Positional cloning of mutated genes continues to be an essential method for identifying genes and their biological function. Mapping genes in Arabidopsis has changed dramatically since the introduction of PCR-based techniques such as Amplified Fragment Polymorphism (AFLP), Simple Sequence Length Polymorphisms (SSLP) and Cleaved Amplified Polymorphic Sequences (CAPS). Critical mapping parameters have been improved to accelerate mapping with the CAPS markers approach. Higher efficiency and throughput for large mapping populations are gained by a modified DNA extraction method, generating sufficiently pure DNA from a small amount of dry seeds instead of commonly used vegetative tissue. In order to enhance the reproducibility of PCR reactions, a faster and reduced PCR and restriction enzyme digestion protocol is combined with experimentally optimised PCR conditions for over 50 various CAPS primer pairs. Finally, the density of genetic markers is increased by providing the complete polymorphic information for all the CAPS markers for the widely-used Arabidopsis ecotypes Wassilewskija (Ws), Columbia (Col) and Cape Verde Islands (Cvi), greatly enhancing the mapping possibilities with these ecotypes.

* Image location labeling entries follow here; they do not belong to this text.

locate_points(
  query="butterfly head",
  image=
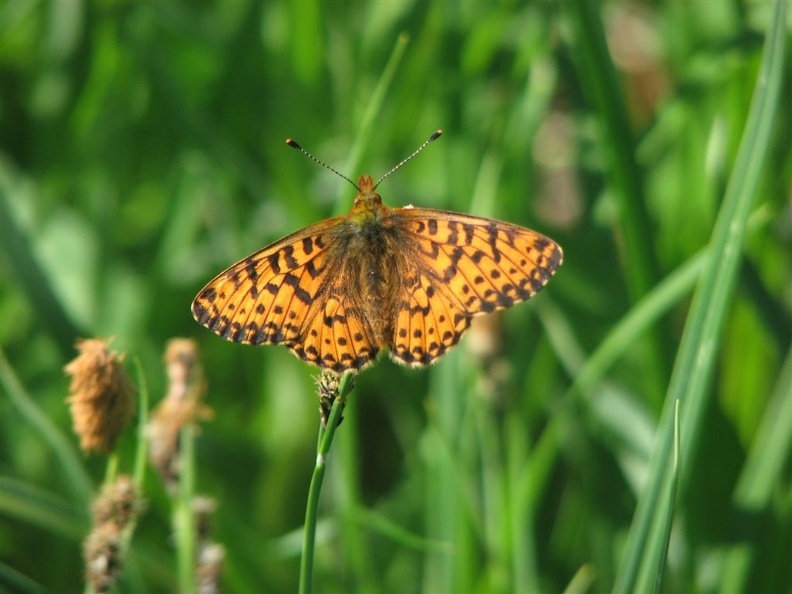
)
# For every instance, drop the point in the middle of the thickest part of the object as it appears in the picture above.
(366, 194)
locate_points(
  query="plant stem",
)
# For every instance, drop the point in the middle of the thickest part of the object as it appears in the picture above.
(326, 433)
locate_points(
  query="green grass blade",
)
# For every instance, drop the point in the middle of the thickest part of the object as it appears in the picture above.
(65, 453)
(693, 368)
(761, 474)
(600, 79)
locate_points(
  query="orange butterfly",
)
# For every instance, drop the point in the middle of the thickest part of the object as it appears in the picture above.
(409, 279)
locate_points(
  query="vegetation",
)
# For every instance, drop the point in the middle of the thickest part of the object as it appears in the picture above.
(628, 429)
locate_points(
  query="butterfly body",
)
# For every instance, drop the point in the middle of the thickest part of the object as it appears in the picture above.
(405, 279)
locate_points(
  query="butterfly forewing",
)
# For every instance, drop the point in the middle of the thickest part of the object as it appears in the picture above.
(484, 264)
(464, 266)
(290, 293)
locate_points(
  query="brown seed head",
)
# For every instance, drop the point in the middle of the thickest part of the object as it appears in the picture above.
(183, 404)
(102, 396)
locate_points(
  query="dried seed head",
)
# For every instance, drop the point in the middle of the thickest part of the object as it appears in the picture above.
(113, 510)
(327, 384)
(102, 550)
(182, 404)
(118, 503)
(102, 396)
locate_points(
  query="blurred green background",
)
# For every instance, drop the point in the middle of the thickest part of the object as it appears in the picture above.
(142, 152)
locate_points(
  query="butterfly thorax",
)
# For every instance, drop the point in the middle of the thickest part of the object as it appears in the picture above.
(369, 243)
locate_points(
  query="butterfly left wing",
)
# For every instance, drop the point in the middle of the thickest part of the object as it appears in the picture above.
(463, 266)
(286, 294)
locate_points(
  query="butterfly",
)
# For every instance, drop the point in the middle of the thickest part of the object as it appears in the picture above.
(408, 279)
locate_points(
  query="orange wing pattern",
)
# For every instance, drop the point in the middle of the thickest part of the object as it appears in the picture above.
(290, 293)
(464, 266)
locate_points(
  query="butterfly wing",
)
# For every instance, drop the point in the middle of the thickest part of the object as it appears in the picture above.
(289, 293)
(463, 266)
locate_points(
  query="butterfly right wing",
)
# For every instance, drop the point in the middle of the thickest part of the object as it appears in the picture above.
(289, 293)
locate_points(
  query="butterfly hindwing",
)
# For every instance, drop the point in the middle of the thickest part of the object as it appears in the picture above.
(428, 322)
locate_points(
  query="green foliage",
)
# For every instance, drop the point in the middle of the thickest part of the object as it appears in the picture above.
(141, 152)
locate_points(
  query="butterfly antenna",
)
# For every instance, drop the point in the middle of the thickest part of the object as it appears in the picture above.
(295, 145)
(432, 138)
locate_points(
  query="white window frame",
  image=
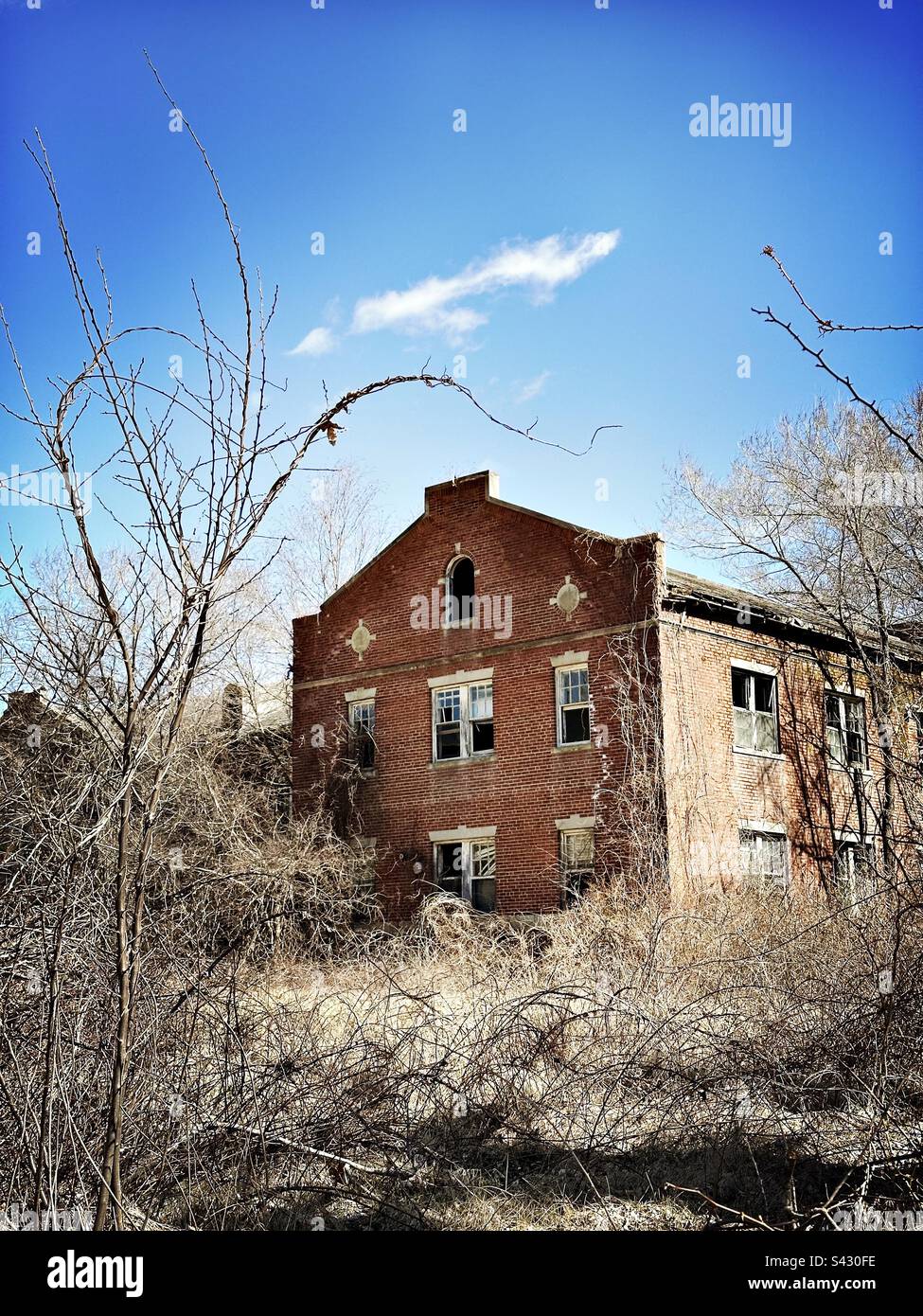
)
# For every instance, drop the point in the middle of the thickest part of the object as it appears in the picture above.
(750, 671)
(471, 849)
(844, 697)
(851, 843)
(465, 721)
(765, 832)
(559, 672)
(353, 707)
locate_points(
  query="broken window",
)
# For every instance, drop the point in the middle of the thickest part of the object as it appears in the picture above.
(573, 691)
(464, 720)
(460, 591)
(845, 729)
(754, 695)
(853, 867)
(916, 722)
(363, 733)
(576, 857)
(764, 858)
(468, 870)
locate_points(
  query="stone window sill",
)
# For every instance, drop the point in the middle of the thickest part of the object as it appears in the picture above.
(470, 758)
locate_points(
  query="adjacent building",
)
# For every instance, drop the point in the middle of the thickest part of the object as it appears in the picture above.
(504, 705)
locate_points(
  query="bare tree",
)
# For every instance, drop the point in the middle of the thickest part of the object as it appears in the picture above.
(124, 634)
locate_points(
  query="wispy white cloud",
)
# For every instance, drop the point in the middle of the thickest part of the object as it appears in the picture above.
(315, 344)
(435, 304)
(532, 387)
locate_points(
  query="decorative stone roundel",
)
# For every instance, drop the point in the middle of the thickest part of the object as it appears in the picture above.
(361, 638)
(568, 599)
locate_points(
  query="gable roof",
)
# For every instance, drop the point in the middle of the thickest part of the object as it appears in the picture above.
(491, 483)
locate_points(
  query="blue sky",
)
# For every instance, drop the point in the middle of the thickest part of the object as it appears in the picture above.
(340, 121)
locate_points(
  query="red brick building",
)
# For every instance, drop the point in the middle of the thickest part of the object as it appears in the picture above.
(509, 702)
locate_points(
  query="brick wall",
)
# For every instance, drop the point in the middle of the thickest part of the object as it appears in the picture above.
(711, 789)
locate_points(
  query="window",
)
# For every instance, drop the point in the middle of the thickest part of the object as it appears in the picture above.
(763, 858)
(573, 694)
(460, 591)
(853, 866)
(468, 870)
(845, 729)
(363, 732)
(464, 720)
(576, 857)
(754, 695)
(916, 721)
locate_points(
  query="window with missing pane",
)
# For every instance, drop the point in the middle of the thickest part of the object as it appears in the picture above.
(577, 857)
(573, 698)
(468, 870)
(764, 858)
(853, 867)
(464, 721)
(845, 729)
(448, 722)
(363, 733)
(754, 698)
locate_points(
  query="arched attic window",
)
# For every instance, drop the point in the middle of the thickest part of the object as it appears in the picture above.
(460, 590)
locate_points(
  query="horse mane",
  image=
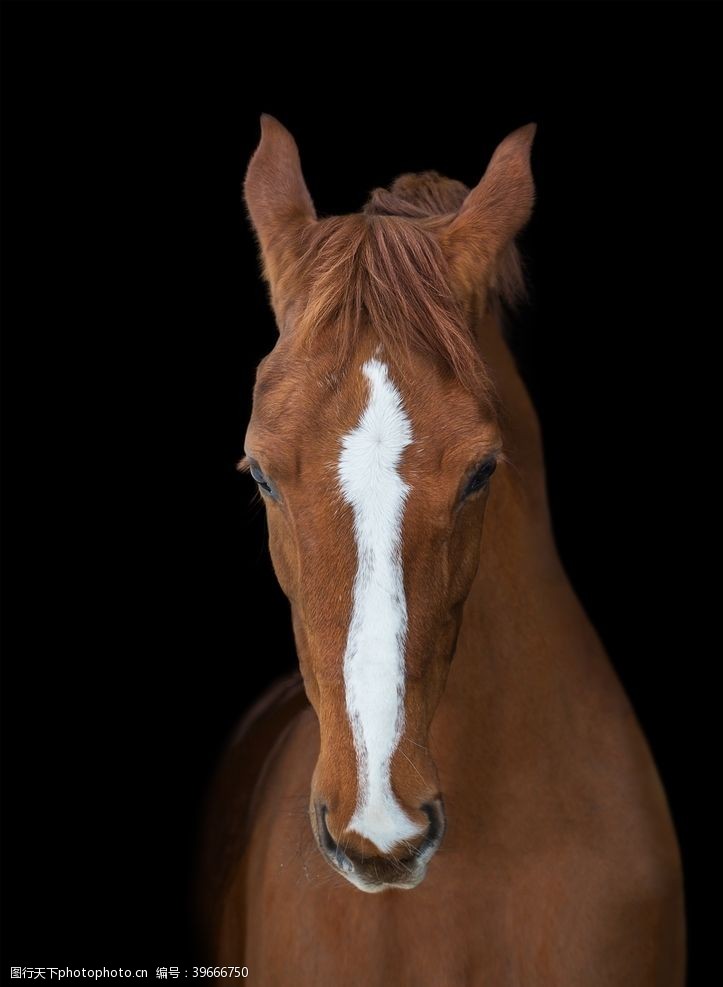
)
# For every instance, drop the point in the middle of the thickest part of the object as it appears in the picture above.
(382, 270)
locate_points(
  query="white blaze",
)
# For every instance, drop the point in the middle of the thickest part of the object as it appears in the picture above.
(374, 657)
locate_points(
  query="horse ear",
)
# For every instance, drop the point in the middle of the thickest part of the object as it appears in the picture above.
(493, 213)
(276, 195)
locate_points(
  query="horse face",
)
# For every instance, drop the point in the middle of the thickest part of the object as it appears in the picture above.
(375, 489)
(373, 440)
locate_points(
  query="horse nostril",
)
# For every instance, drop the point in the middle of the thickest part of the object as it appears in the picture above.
(434, 811)
(329, 844)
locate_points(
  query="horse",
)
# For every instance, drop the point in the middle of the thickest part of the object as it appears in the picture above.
(455, 789)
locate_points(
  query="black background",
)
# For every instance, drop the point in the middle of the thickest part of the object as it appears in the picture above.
(136, 569)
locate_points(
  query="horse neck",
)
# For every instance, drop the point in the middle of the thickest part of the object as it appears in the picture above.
(527, 658)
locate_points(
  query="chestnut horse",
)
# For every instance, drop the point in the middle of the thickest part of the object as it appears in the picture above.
(459, 792)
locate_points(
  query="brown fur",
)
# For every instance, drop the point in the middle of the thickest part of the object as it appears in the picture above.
(560, 865)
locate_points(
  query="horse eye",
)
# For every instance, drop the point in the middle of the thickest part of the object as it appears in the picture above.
(258, 475)
(480, 477)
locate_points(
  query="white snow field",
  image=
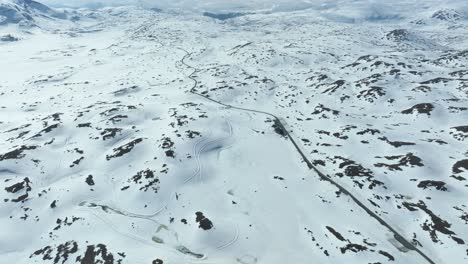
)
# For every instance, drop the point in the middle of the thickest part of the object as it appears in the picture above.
(318, 135)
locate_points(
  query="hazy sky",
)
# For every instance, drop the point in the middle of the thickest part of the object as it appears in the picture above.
(359, 8)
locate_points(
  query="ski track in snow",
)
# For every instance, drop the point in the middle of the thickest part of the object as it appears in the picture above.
(144, 136)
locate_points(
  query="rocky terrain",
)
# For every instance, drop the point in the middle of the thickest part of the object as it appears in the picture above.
(132, 135)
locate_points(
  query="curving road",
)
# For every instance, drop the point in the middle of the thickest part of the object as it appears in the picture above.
(322, 176)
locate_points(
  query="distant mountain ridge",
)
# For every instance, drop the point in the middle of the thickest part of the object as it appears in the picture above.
(26, 12)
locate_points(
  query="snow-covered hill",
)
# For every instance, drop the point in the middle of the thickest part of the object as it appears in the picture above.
(315, 135)
(26, 12)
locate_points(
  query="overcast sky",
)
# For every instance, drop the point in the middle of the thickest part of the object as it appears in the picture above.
(344, 7)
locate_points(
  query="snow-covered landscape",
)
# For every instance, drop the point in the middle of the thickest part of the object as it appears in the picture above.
(234, 132)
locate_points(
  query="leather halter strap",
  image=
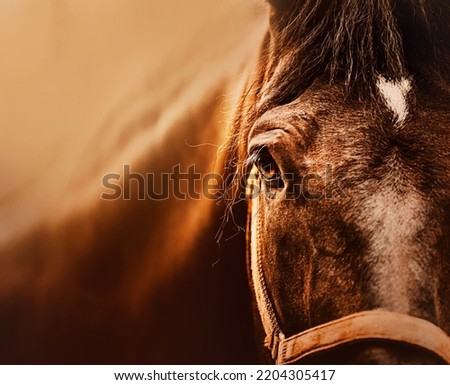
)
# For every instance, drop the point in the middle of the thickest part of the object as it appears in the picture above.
(366, 325)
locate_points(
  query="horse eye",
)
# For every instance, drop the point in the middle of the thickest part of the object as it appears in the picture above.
(268, 170)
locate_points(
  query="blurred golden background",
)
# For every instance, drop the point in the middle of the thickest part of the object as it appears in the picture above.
(86, 87)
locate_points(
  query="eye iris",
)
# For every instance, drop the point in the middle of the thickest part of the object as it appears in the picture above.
(269, 170)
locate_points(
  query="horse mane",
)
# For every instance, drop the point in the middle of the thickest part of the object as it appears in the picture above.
(350, 42)
(354, 41)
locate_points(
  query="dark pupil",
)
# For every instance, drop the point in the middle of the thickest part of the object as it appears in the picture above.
(268, 170)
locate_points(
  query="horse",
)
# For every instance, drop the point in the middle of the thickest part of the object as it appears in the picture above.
(341, 146)
(334, 207)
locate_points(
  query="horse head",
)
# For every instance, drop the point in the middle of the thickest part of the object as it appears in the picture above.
(342, 140)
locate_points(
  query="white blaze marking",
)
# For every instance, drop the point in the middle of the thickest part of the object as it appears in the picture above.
(395, 95)
(394, 221)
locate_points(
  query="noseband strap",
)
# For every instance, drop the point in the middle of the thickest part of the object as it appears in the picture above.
(366, 325)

Dormant Arabidopsis seeds require stratification and light for germination. To study gene expression during establishment, maintenance and release of dormancy, various Arabidopsis ecotypes that are different in their degree of dormancy were investigated: three nsm mutants that lack the stratification-dependency, and the precocious germination and reduced dormancy of the abi3-1 mutant (insensitive to ABA). Genes examined by mRNA abundance include LEC1, FUS3 and ABI3, transcription factors that are major regulators of embryo development and, at least indirectly, play some role in the control of dormancy. Moreover, the late embryogenesis marker genes, AtEm1 and AtEm6, were examined in relation to the state of dormancy. The expression of LEC1, FUS3 and ABI3 mRNA is only marginally different during seed development in various strong or moderate dormancy wild types, nsm mutants and abi3-1. Therefore, it is unlikely that these transcription factors directly control the establishment of dormancy in Arabidopsis. Sole and various combinations of light, temperature, and after-ripening regimes that alter germination behaviour were examined to determine if the expression of ABI3, AtEm1 and AtEm6 mRNAs were correlated with dormancy-breaking processes. ABI3 expression is influenced by cold and light, in a similar way in both dormant and nondormant wild-type seeds. ABI3 transcript abundance in the nsm1 and nsm2 mutants is higher and in the nsm5-1 mutant is marginally lower than in wild-type seeds, but changes due to temperature and light factors are very similar to those that occur in wild-type seeds. The abundances of AtEm1 and AtEm6 mRNAs are equally affected by imbibition and cold temperature in mature and after-ripened seeds. The LEA transcript abundances for AtEm1 and AtEm6 are reduced in a common, ABI3-independent pathway.